Grcic believes an increase in foreign direct investments was also important. In Q1 these amounted to EUR 460 million while last year this was EUR 1 billion for the entire year.
Commenting on the report, Grcic said that the results in Q2 were even better than those for Q1 and the perception is that something positive was occurring and a turnabout could occur.
He explained that investments by public companies had been reduced by HRK 700 million and Minister Hajdas Doncic added that this year HRK 13.6 billion was planned in keeping with the re-balance in public companies.
This represents a growth of 23% compared to last year, Hajdas Doncic explained.
Preliminary figures released by public companies indicate that investments valued at HRK 4.5 billion had been realised in H1 which compared to last year is a growth of 30%.
Minister Vrdoljak underscored two fundamental objectives of the task force to boost the business and investment climate - Croatia has to be more competitive and growth needs to be based on private capital and investments.
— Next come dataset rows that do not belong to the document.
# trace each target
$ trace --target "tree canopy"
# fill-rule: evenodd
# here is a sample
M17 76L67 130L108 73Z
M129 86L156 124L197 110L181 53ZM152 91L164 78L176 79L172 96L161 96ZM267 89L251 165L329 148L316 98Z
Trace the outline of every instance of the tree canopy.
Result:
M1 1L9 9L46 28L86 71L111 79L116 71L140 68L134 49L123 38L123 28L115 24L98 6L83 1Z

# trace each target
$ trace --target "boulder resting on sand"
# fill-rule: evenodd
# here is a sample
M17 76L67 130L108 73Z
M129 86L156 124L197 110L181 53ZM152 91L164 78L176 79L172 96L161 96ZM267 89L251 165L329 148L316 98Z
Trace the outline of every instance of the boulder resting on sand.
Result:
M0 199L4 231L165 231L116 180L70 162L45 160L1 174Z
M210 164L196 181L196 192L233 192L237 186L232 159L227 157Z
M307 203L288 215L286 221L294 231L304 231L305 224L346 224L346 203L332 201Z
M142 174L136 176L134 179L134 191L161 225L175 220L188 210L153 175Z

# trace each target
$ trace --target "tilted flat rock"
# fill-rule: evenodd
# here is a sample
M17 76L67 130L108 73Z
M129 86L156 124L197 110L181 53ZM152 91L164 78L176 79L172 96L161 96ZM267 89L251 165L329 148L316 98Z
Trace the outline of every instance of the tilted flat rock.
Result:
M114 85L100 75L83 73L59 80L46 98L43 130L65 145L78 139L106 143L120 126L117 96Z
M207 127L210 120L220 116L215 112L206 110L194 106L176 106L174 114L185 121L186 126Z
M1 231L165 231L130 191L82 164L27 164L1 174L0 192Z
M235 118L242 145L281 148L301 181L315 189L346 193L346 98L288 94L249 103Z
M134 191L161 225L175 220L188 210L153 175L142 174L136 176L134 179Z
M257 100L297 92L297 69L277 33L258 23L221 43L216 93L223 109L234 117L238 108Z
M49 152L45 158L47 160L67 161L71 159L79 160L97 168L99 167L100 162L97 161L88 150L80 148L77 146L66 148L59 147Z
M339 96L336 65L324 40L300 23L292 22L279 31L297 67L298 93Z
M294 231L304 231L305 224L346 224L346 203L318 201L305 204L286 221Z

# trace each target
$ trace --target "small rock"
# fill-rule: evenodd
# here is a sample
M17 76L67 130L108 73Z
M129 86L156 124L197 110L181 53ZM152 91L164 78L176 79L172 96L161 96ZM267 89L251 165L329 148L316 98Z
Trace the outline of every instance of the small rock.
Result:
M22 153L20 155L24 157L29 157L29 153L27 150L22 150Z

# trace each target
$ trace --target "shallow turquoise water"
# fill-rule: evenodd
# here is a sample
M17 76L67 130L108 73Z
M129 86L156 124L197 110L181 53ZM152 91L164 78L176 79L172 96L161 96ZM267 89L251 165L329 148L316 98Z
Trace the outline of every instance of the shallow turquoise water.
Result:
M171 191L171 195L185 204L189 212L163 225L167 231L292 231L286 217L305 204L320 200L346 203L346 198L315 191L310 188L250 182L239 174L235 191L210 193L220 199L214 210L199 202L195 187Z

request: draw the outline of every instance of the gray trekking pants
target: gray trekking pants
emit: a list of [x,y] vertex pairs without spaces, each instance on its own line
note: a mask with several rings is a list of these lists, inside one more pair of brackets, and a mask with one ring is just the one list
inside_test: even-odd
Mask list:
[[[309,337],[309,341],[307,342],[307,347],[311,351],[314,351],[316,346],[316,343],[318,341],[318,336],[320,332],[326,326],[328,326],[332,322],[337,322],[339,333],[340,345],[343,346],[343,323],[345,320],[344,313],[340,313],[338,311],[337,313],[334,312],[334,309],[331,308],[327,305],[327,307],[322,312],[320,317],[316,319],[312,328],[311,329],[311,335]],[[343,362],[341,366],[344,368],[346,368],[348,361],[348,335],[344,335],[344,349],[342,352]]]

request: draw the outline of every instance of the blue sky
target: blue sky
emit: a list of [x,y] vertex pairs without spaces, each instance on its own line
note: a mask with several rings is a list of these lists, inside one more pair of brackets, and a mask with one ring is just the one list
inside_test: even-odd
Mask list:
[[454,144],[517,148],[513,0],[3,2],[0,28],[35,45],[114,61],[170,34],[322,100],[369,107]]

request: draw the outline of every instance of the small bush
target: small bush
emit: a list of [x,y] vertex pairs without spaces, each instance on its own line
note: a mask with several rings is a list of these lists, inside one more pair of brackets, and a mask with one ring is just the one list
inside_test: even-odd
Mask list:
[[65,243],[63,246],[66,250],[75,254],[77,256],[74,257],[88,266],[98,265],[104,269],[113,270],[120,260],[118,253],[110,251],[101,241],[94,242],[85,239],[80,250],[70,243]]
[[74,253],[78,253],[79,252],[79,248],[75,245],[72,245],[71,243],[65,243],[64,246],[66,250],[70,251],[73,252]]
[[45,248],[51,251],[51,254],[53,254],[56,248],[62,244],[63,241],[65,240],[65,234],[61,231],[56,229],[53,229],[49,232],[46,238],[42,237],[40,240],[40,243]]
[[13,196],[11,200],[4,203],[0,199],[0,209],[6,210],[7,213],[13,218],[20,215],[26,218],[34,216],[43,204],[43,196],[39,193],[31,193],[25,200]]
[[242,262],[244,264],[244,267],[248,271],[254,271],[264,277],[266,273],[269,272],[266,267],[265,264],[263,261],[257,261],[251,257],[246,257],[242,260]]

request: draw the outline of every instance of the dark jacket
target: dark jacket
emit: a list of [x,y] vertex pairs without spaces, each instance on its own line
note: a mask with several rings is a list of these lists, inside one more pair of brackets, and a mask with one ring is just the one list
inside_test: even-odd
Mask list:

The task force discussed 20 investment projects valued at around EUR 1.2 billion that were facing serious obstacles which could open 2,800 jobs.
A total of 13 investment projects, valued at EUR 766 million, are being resolved and these will open 1,270 new jobs while seven projects, valued at EUR 434 million, have already been resolved which could employ 1,530 people, said Vrdoljak, adding that 28 steps had been taken to improve the investment climate.
Asked to comment the growing public debt, Grcic said that the public debt would continue to grow as long as Croatia had a deficit, unless we lease our motorways.
Leases and similar privatisation projects are not a whim of this government and they who were in government until recently had similar ideas but are now opposing them. This is inconsistent he said.
Citizens need to be told that the situation is difficult and the government is struggling to retain its forecasts. There are many factors that the government cannot influence but we will do everything we can within our power to improve economic conditions and growth, he said.